Laurent Duvernay-Tardif is closing the door on his football career.
The veteran offensive lineman announced his retirement Thursday after eight NFL seasons. The 32-year-old from Mont-Saint-Hilaire, Que., spent six campaigns with the Kansas City Chiefs (2014-19) before finishing up with the New York Jets (2021-22).
“I’ve had the chance to play in the NFL for nine years and even today, I sometimes can’t believe I was able to experience this adventure,” Duvernay-Tardif said on social media. “Being a professional athlete is a privilege as well as an extremely enriching human and personal experience.
“The victories, losses and injuries have all been moments to learn how to win and lose as a team while managing a wide range of emotions.”
The Chiefs selected Duvernay-Tardif in the sixth round of the 2014 NFL draft out of McGill University.

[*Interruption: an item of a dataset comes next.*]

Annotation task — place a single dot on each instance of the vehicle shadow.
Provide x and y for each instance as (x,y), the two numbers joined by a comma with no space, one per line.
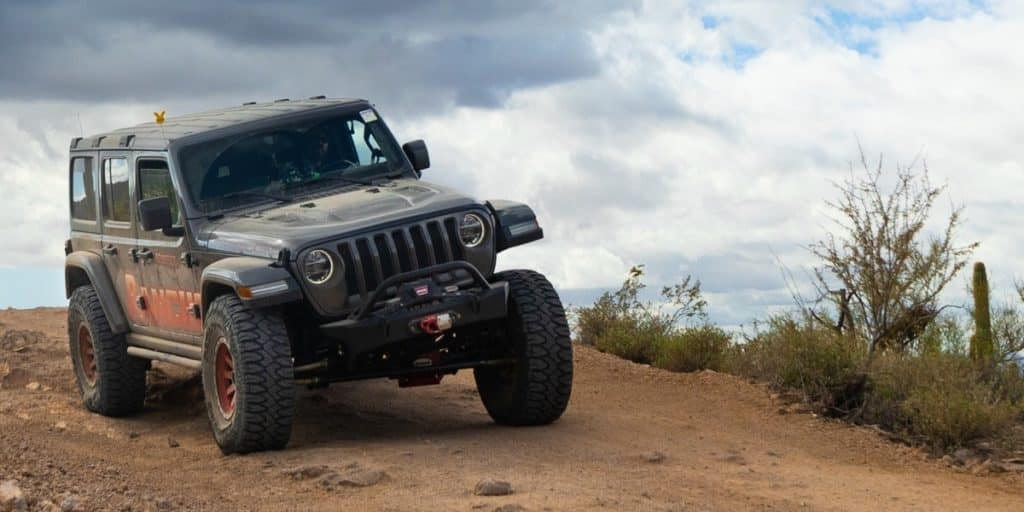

He was already in medical school when Kansas City came calling and initially played football during the NFL season, then spent his off-season continuing his medical studies.
Duvernay-Tardif earned his medical degree from McGill in 2018. He also helped the Chiefs win a Super Bowl title in 2019 (31-20 over San Francisco). But he opted out of the 2020 season to volunteer at a Quebec long-term care facility during the height of the COVID-19 pandemic’s first wave.
On Thursday, Duvernay-Tardif paid tribute to Chiefs head coach Andy Reid, whose mother also earned a medical degree from McGill.
“In 2014, I had the honour of being drafted by Coach Reid,” Duvernay-Tardif wrote. “He as probably one of the only NFL coaches who positively viewed my desire to complete my medical school studies at McGill while playing football.
“Since the beginning, he showed his willingness to support me throughout my seven years with the organization. He believed that a player must flourish off the field to perform on the field. Being able to count on that kind of leadership was an incredible opportunity for me.
“Thank you to my teammates and staff of the Chiefs, Jets and McGill for supporting me in this journey.”
Duvernay-Tardif was widely recognized for his decision to put his football career on hold. He was a co-recipient of the 2020 Northern Star Award (then the Lou Marsh Trophy) as Canada’s top athlete and named ESPN’s Muhammad Ali Sports Humanitarian of the Year, as well as one of Sports Illustrated’s 2020 Sportspersons of the year.
He also served on the NFL Players’ Association’s COVID-19 task force.
Duvernay-Tardif returned to Kansas City the following year expecting to battle for his spot. But he suffered a broken hand during training camp that sidelined him for a month.
When Duvernay-Tardif became healthy, he was inactive as rookie Trey Smith, a 2021 sixth-round draft pick, had become the Chiefs’ starting right guard. In November, Duvernay-Tardif waived his no-trade clause, allowing Kansas City to deal him to the Jets for tight end Daniel Brown.
Duvernay-Tardif played 13 games over two seasons with New York.
Duvernay-Tardif started 57-of-60 career games with Kansas City. He made his first NFL start in 2015.
Following the 2017 campaign, Duvernay-Tardif signed a five-year, US$41.25 million extension with the Chiefs. Despite that deal, Duvernay-Tardif steadfastly maintained it was always his intention to complete his studies and become a full-time doctor.
While he might be done with football, Duvernay-Tardif still has plenty going on. He’s active in his foundation and still has residency requirements in his pursuit to become a full-time doctor.